Statistical decision theory

Work in progress, initially just copying over from Wikipedia article: Admissible decision rule

Define sets \(\Theta\), \({\mathcal {X}}\), and \({\mathcal {A}}\), where

  • \(\Theta\) are the states of nature,

  • \({\mathcal {X}}\) the possible observations, and

  • \({\mathcal {A}}\) the actions that may be taken.

An observation \(x\in {\mathcal {X}}\) is distributed as \(F(x\mid \theta )\) and therefore provides evidence about the state of nature \(\theta \in \Theta\).

A decision rule is a function \(\delta :{{\mathcal {X}}}\rightarrow {{\mathcal {A}}}\), where upon observing \(x\in {\mathcal {X}}\), we choose to take action \(\delta (x)\in {\mathcal {A}}\).

Also define a loss function \(L:\Theta \times {\mathcal {A}}\rightarrow {\mathbb {R}}\), which specifies the loss we would incur by taking action \(a\in {\mathcal {A}}\) when the true state of nature is \(\theta \in \Theta\). Usually we will take this action after observing data \(x\in {\mathcal {X}}\), so that the loss will be \(L(\theta ,\delta (x))\). (It is possible though unconventional to recast the following definitions in terms of a utility function, which is the negative of the loss.)

Define the risk function as the expectation \(R(\theta ,\delta )=\operatorname {E}_{{F(x\mid \theta )}}[{L(\theta ,\delta (x))]}.\,\!\)

Whether a decision rule \(\delta\,\!\) has low risk depends on the true state of nature \(\theta\). A decision rule \(\delta ^{*}\) dominates a decision rule \(\delta\) if and only if \(R(\theta ,\delta ^{*})\leq R(\theta ,\delta )\) for all \(\theta\), and the inequality is strict for some \(\theta\).

Bayes rules:

Let \(\pi (\theta )\) be a probability distribution on the states of nature. From a Bayesian point of view, we would regard it as a prior distribution. That is, it is our believed probability distribution on the states of nature, prior to observing data. For a frequentist, it is merely a function on \(\Theta\) with no such special interpretation. The Bayes risk of the decision rule \(\delta\) with respect to \(\pi (\theta )\) is the expectation

(32)\[\begin{equation} r(\pi ,\delta )=\operatorname {E}_{{\pi (\theta )}}[R(\theta ,\delta )]. \end{equation}\]

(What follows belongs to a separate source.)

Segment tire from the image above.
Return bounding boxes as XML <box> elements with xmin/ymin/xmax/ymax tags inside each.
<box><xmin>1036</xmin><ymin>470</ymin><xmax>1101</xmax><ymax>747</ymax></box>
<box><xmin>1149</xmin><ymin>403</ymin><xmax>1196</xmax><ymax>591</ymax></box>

A decision rule \(\delta\) that minimizes \(r(\pi ,\delta )\) is called a Bayes rule with respect to \(\pi (\theta )\). There may be more than one such Bayes rule.

Generalized Bayes rules:

In the Bayesian approach to decision theory, the observed \(x\) is considered fixed. Whereas the frequentist approach (i.e., risk) averages over possible samples \(x\in {\mathcal {X}}\) the Bayesian would fix the observed sample \(x\) and average over hypotheses \(\theta \in \Theta\). Thus, the Bayesian approach is to consider for our observed \(x\) the expected loss.

(33)\[\begin{equation} \rho (\pi ,\delta \mid x)=\operatorname {E}_{{\pi (\theta \mid x)}}[L(\theta ,\delta (x))] \end{equation}\]

where the expectation is over the posterior of \(\theta\) given \(x\) (obtained from \(\pi (\theta )\) and \(F(x\mid \theta )\) using Bayes’ theorem).

Having made explicit the expected loss for each given \(x\) separately, we can define a decision rule \(\delta\) by specifying for each \(x\) an action \(\delta (x)\) that minimizes the expected loss. This is known as a generalized Bayes rule with respect to \(\pi (\theta )\). There may be more than one generalized Bayes rule, since there may be multiple choices of \(\delta (x)\) that achieve the same expected loss.

According to the complete class theorems, under mild conditions every admissible rule is a (generalized) Bayes rule (with respect to \textit{some} prior \(\pi (\theta )\) —- possibly an improper one -— that favors distributions \(\theta\) where that rule achieves low risk). Thus, in frequentist decision theory it is sufficient to consider only (generalized) Bayes rules.